Learn R Programming

rareNMtests (version 1.2)

BiogTest.individual: Biogeographical null model tests

Description

Biogeographical null model tests for comparing rarefaction curves.

Usage

BiogTest.individual(x, MARGIN = 2, niter = 200, method = "sample-size", q = 0, 
trace = TRUE, powerfun = 1, log.scale = FALSE, distr = "lnorm")
BiogTest.sample(x, by = NULL, MARGIN = 2, niter = 200, method = "sample-size", 
q = 0, trace = TRUE, distr = "lnorm")
# S3 method for BiogTest
plot(x, max.poly = 50, …)

Arguments

x

Community data, a matrix-like object, with entries representing abundance for EcoTest.individual, or presence-absence for EcoTest.sample, or an 'EcoTest' class object for plot function.

MARGIN

If MARGIN=1, sampling units are rows and species are columns; if MARGIN=2 (default), then species are rows and sampling units are columns.

niter

Number of randomizations used for the null model hypothesis test.

method

Either "sample-size" (default) or "coverage". "sample-size" uses either abundance data (in individual-based rarefaction) or incidence data (in sample-based rarefaction), whereas "coverage" uses the estimated coverage (see Details) of either abundance or number of samples as the x-axis in the sampling curve.

q

First three Hill numbers, namely species richness (q = 0), the exponential Shannon index (q = 1), and the inverse Simpson index (q = 2).

trace

If trace=TRUE, information is printed during the randomization process.

powerfun

By default rarefied richness is estimated for all subsample sizes, from 1 to n, where n is the total number of individuals in the sample. If powerfun is less than 1, it decreases the total number of subsamples as a power function of {hn.

log.scale

If FALSE (default), subsample sizes for rarefying community are spaced apart at regular intervals. Otherwise (log.scale = TRUE), subsample sizes are spaced apart on a log-scale.

distr

Underlying species abundance distribution from which random assemblages are created by sampling to construct the null distribution. Available options include the log-normal (lnorm), geometric (geom), and broken-stick (stick) distributions.

by

Factor for grouping sampling units in sample-based rarefaction.

max.poly

Maximum number of polygons to draw in plot function. Each polygon represents the area between each unique pair of the K sample rarefaction curves.

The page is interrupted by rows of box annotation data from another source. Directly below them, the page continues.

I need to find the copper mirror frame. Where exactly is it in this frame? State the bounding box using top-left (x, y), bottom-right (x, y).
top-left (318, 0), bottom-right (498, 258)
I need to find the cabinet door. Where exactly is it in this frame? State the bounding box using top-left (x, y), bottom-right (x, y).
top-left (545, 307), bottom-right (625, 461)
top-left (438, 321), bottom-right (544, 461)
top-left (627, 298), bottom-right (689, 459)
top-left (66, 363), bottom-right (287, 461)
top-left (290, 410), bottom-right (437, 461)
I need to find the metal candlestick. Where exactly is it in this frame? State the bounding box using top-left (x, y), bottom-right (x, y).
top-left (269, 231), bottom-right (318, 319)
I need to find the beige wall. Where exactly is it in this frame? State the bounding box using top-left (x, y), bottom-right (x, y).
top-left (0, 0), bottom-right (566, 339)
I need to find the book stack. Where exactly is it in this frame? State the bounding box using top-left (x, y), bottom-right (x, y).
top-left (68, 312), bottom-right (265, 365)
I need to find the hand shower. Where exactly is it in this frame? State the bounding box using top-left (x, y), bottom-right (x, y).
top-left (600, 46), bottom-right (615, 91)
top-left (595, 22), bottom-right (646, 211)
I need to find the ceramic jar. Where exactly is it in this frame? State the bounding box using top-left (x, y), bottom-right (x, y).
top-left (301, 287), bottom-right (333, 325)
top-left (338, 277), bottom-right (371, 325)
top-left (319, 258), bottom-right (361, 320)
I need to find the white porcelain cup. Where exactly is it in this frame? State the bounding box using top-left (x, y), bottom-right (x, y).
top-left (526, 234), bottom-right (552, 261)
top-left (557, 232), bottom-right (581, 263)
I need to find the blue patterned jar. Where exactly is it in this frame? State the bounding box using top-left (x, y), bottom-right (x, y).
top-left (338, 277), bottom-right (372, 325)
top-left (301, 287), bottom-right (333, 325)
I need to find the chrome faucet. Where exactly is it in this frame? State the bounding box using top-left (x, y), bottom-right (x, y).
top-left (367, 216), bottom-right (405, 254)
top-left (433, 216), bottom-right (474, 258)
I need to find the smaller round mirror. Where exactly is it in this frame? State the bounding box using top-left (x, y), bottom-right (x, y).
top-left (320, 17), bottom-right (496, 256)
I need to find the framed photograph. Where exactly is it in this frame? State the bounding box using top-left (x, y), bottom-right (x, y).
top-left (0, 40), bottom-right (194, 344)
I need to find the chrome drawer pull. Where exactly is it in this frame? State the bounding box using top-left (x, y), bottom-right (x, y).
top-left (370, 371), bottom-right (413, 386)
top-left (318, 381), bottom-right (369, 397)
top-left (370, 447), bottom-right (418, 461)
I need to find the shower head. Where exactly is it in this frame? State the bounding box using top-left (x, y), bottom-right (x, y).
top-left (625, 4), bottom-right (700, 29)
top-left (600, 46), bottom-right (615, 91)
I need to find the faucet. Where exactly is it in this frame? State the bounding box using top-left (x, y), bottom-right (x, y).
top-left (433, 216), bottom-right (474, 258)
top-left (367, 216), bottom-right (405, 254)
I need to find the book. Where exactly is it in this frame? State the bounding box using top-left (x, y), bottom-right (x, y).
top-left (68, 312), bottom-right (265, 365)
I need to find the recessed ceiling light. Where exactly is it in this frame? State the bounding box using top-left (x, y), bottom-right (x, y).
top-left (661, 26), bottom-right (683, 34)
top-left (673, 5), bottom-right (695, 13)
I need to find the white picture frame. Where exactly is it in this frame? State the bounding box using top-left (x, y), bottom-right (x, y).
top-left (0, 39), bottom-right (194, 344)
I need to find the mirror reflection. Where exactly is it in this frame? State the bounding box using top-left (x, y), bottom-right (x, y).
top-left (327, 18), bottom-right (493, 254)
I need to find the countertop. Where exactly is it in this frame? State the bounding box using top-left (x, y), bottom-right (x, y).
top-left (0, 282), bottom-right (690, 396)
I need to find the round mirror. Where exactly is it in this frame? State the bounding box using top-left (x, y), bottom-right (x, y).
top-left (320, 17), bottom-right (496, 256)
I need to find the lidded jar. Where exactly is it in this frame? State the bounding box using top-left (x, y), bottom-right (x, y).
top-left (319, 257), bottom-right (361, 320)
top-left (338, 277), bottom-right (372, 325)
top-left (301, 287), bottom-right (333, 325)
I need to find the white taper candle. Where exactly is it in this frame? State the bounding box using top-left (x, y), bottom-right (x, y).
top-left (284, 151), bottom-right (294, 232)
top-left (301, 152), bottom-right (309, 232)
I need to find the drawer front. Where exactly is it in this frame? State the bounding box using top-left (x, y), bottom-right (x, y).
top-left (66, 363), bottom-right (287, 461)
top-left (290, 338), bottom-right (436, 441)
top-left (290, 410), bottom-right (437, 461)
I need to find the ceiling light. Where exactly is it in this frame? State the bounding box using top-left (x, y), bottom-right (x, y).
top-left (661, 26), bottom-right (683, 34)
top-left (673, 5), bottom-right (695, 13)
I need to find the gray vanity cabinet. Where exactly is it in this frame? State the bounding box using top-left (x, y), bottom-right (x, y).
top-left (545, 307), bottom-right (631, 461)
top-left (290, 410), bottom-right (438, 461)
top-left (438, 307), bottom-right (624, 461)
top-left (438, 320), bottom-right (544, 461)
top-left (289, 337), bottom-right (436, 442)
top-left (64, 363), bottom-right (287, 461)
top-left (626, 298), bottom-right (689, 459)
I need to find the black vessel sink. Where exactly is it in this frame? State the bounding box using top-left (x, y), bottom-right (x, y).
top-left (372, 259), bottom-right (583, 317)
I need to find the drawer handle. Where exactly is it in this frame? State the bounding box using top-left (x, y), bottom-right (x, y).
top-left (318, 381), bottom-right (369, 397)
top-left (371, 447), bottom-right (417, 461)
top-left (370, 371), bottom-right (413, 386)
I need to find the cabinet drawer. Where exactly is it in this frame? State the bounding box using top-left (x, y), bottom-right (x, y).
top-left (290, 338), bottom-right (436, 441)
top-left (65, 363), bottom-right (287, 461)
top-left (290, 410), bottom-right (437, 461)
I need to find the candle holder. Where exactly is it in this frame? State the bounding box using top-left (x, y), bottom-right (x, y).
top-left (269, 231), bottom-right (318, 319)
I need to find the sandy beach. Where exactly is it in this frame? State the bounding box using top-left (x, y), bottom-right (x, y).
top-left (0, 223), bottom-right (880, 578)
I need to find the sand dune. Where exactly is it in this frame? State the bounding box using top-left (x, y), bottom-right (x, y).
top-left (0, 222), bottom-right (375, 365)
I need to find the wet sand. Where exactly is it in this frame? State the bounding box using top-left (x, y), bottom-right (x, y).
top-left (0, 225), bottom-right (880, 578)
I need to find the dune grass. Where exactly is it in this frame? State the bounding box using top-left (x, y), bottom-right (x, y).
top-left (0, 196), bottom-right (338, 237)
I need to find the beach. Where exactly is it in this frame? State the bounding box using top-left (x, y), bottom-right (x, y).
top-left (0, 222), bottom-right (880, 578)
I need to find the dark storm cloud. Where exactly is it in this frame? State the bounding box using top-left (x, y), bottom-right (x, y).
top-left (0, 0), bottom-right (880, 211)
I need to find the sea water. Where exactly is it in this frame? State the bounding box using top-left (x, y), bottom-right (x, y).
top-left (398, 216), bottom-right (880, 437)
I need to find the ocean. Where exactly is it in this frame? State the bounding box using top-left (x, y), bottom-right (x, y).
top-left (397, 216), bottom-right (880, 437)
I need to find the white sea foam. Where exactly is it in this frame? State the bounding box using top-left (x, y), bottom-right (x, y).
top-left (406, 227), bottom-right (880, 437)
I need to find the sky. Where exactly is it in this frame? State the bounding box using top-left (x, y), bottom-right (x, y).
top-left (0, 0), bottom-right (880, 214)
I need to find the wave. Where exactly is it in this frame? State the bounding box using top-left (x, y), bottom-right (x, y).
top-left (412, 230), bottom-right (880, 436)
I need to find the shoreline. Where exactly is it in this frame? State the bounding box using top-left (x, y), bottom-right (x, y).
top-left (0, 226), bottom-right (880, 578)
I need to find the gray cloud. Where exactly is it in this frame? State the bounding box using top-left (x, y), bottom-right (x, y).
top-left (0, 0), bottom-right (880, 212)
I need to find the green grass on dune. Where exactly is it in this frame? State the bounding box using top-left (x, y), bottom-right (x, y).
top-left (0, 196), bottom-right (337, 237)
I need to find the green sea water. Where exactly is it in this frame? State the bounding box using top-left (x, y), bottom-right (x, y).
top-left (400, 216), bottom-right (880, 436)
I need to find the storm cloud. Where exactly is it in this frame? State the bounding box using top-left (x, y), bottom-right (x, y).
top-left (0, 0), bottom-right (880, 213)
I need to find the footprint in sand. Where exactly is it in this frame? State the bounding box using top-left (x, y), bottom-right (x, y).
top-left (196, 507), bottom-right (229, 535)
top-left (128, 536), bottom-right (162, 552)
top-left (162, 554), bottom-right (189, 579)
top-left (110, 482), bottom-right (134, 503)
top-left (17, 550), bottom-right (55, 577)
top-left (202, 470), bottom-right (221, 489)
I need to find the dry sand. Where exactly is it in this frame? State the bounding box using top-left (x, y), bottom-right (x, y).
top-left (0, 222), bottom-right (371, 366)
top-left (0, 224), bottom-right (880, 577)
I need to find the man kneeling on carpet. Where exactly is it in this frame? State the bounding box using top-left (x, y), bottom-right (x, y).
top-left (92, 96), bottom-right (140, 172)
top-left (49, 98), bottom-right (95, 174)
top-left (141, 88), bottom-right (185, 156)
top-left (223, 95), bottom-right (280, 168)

Additional graphical parameters passed to plot (not used).

Value

BiogTest.individual and BiogTest.sample return an object of class 'BiogTest', basically a list with the following components:

subclass

A character indicating the type of data used to build rarefaction curves, namely "Individual-based method" for individual-based rarefaction (abundance data), and "Sample-based method" for sample-based rarefaction (incidence data), respectively.

type

A character indicating the variable used for the x-axis in the sampling curve, either "Sample-size" for abundance data (in individual-based rarefaction) or incidence data (in sample-based rarefaction), or "Coverage measure" for the estimated coverage of either abundance or number of samples.

obs

A list of data frames, with as many components as individual samples. Each data frame contains two columns, one for either sample-size (this refers either to number of individuals in individual-based rarefaction, or to number of sampling units in sample-based rarefaction) or coverage (in coverage-based rarefaction), and another for the estimated Hill number in each observed sample.

sim

A list of data frames, with as many components as individual samples. Each data frame contains two columns, one for either sample-size (this refers either to number of individuals in individual-based rarefaction, or to number of sampling units in sample-based rarefaction) or coverage (in coverage-based rarefaction), and another for the estimated Hill number in each simulated sample from one artificial set of samples.

Zsim

A vector of length niter showing each of the cumulative areas between all unique pairs of the K simulated rarefaction curves.

Z

The cumulative area between all unique pairs of the K observed sample rarefaction curves.

pval

The probability of Z given the distribution of Zsim. Low p-values imply that observed differences among samples in richness, and/or relative abundance are improbable if the samples were all drawn from similar assemblages regardless of differences in species composition.

Details

BiogTest.individual and BiogTest.sample present randomization tests for the statistical comparison of two or more individual-based, sample-based, or coverage-based rarefaction curves. The biogeographical null hypothesis H0 is that is that two (or more) reference samples, represented by either abundance or incidence data, were drawn randomly from different assemblages that, nonetheless, share similar species richness and species abundance distributions.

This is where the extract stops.